Former Fayetteville councilman faces indecent liberties charge
Posted September 4, 2018 4:38 p.m. EDT
Updated September 5, 2018 1:35 p.m. EDT
Fayetteville, N.C. — Tyrone Williams, who resigned from the Fayetteville City Council in May after being accused of soliciting money from a developer, was arrested Monday on a charge of indecent liberties with a child.
Williams was released on a $100,000 unsecured bond and is scheduled to appear in court Wednesday afternoon, police said.
The alleged incident occurred on Dec. 21 or 22 and involved a child who knew Williams, police said.
Williams' attorney, Ronald Crosby Jr., released a statement saying Williams denies any wrongdoing and calling the accusation "despicable and baseless."
The investigation started in April, and police said they have conducted a thorough forensic interview with the alleged victim and have gathered enough evidence to file the charge.
"The language that they use, we're usually pretty good about picking up on a child that's been coached through something as opposed to a child who says things that, if the allegations were true, only they would know those specific things," Fayetteville police investigator Peggy Smith said.
Dec. 21 was also when Williams was caught on tape asking for money from a developer during a meeting.
Jordan Jones, the project manager handling the redevelopment of the former Prince Charles Hotel, recorded a meeting he had with Williams and businessman T.J. Jenkins over a purported "cloud on the title" to the downtown property.
Williams had invested in a previous attempt to redevelop the hotel, but the New York developer behind that effort eventually filed for bankruptcy.
"I don’t know if there is any kind of way I can make it a smooth transition for you and what you’re trying to do, because I want the project to go, and I don’t want there to be no hiccups down the road," Williams said at the meeting.
"I think I would just feel good if we just worked together some way to make it all go away," he said. "I’m not looking for a large amount of money. I’m just looking for a smooth transition, you know what I mean?"
He then suggested $15,000 to "sign off" on the deal.

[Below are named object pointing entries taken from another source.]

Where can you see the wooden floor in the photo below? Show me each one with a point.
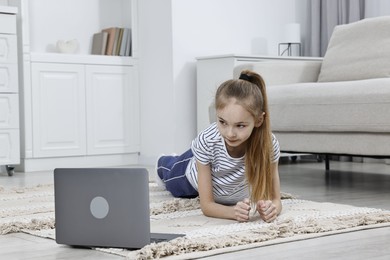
(360, 184)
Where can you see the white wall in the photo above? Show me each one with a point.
(172, 33)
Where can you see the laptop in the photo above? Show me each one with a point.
(104, 207)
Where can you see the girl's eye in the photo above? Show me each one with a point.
(222, 122)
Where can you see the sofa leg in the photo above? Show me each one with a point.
(327, 162)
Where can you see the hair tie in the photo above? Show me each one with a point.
(245, 77)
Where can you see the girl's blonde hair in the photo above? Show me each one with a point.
(250, 93)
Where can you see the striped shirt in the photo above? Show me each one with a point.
(228, 173)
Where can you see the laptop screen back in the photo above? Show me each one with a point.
(102, 207)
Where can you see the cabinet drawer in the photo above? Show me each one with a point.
(8, 78)
(9, 147)
(8, 48)
(9, 111)
(7, 24)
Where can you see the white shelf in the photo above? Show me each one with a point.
(8, 10)
(83, 59)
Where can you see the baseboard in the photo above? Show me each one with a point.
(47, 164)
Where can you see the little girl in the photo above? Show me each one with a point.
(233, 163)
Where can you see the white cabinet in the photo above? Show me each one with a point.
(58, 109)
(9, 89)
(82, 109)
(112, 109)
(78, 110)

Jones said he recorded interactions with Williams as part of a federal investigation.
Fayetteville officials started the process of forcing Williams off the council when he submitted his resignation. He repeatedly denied any wrongdoing but said his constituents needed to be represented by someone who wouldn't be "obscured by negative perceptions."

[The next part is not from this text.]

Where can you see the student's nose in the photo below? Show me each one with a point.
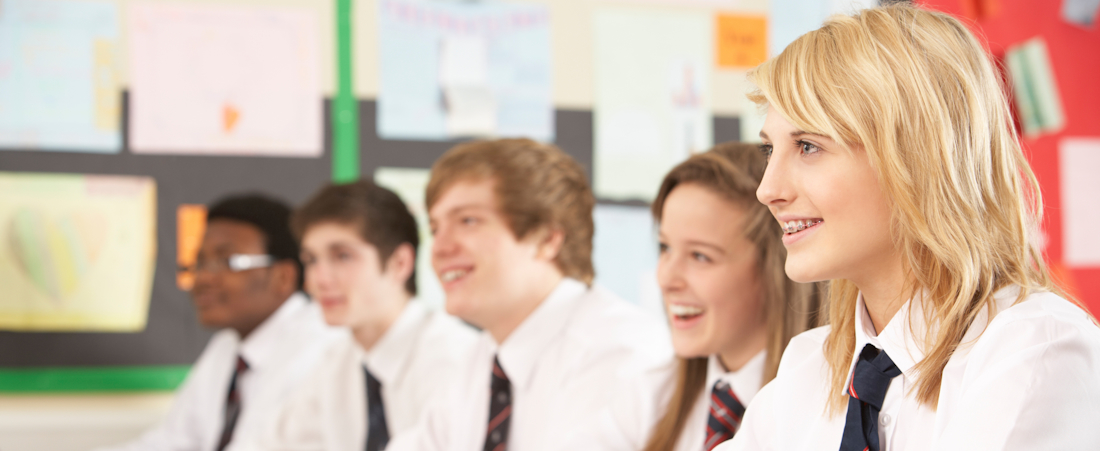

"It is now clear to me that the facts of what happen don't matter as much as perception," Williams wrote in his resignation letter. "The facts are that I did not violate any law, ordinance, or other legal authority. But the inaccurate perception of wrongdoing has been fueled by false and misleading accusations in the local media. There appears to be an agenda to obscure the actual facts of what happened between me and Mr. Jones through media attacks on my character. I don't understand their motivation, but it is certainly impacting the good governance of the City of Fayetteville."